At the heart of this set of complex systems are advanced software tools from Derivative TouchDesigner, alongside TEC’s proprietary technology and projection mapping expertise.
“A people populated project, Maris is created by some of the most talented and dedicated animators and software engineers in the world. Their immense efforts bring this symbiotic, living virtual world into reality. This supports an ongoing exchange of interdependent experimentation and innovation at the center of this oceanic cultural infrastructure.” – Roney reflects.
Spanning the terminal’s architecture, Quince Imaging’s array of 18 high-resolution projectors envelop the monumental scale smart glass façade activated every evening at twilight. The resulting fusion of artistry and real-time data invites viewers to witness the hidden pulse of the ocean, creating an immersive experience that evolves continuously throughout the evening.
PRODUCTION TEAM
Danielle Roney, Artist, Executive Producer, Creative Director
Jeff Conefry, Building Integration Designer
Jennifer Chaput, Project Coordinator
The Experiential Company (TEC)
Dylan Roscover – Technical Director
Anita Kucharczyk – Art Director
Oleksandr Korchuk – TouchDesigner Developer
Ryan Green – Technical Artist
Pawel Grzelak – Senior Houdini Artist
Hayk Zakoyan – New Media Artist
Yuval Cohen (Mini UV) – TouchDesigner Artist
Keshav Prasad – Creative Developer
Davor Bagarić – Lead Web Developer
Alen Stojanac – Web Designer
Goran Milovanović – Senior Web Developer
José Carlos Sosa – Senior Web Developer
Technical Architectural Integration
Projector and Server System Installation
Projection Mapping
Animator / Collaborator
NOAA CONTRIBUTION
Maris focuses on an oceanic terrain within the NOAA’s scientific framework, spanning from the celestial to the atmosphere to the ocean floor (hydrosphere: Earth, Ocean, Air), and is closely tied to critical research initiatives at the Virginia Key NOAA station. Regional data sourced from local NOAA scientific research stations, JPL and NASA shape and drive the dynamically shifting virtual ecosystem, changing along with the conditions of the surrounding oceanic biosphere.
PLANETARY COMPUTATION
Maris also corresponds to the discourse surrounding Antikythera’s work on the philosophy of planetary computation, emphasizing computational technologies and the evolution of planetary intelligence.2 Directed by Benjamin Bratton and based at the
Berggruen Institute, Antikythera is a technology think tank reorienting the notion of planetary computation.
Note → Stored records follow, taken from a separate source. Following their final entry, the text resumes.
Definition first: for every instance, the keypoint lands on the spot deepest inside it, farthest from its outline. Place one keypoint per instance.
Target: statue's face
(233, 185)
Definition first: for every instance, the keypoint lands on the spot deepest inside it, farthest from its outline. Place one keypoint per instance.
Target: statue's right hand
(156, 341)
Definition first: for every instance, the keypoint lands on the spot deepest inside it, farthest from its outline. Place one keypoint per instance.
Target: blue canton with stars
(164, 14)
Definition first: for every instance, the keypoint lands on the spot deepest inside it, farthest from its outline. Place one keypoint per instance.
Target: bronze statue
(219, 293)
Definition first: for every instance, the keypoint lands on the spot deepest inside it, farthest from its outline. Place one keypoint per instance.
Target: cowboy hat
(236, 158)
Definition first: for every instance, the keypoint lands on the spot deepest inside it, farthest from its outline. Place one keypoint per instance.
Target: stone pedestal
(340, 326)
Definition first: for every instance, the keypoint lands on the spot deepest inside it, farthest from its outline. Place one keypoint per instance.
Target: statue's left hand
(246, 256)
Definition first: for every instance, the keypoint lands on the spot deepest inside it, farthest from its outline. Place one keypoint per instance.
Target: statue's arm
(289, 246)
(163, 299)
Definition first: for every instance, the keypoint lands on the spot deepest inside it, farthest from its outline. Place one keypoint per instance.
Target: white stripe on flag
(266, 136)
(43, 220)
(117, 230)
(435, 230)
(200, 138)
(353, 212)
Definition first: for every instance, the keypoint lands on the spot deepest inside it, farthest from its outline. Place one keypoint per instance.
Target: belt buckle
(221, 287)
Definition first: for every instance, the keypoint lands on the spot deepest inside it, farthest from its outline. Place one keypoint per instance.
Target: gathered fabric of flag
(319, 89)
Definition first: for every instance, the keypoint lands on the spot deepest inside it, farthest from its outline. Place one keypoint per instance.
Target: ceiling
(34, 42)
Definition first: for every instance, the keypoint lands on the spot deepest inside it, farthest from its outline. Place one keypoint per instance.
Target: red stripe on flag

This project considers with the core research themes of the program—“from climate science to synthetic biology: planetary computation, synthetic intelligence, recursive simulations, hemispherical stacks, and planetary sapience. As computation evolves into planetary infrastructure—spanning scientific, cultural, and geopolitical domains—its most decisive impact may lie not only in its function as a tool, but also in its role as an epistemological technology. It reveals to sapient intelligence how the world works, thereby reshaping how intelligence remakes its worlds, including the ongoing artificialization of intelligence, life, sensation, and ecosystems.”
MARIS: Toward a Regional and Local Reorientation
Within the public realm, Roney posits that a planetary theoretical lens must be reoriented to re-engage regional and local communities—particularly in a coastally interwoven metropolis like Miami by harnessing locationally relevant living data atmospheres over a durational coexistence.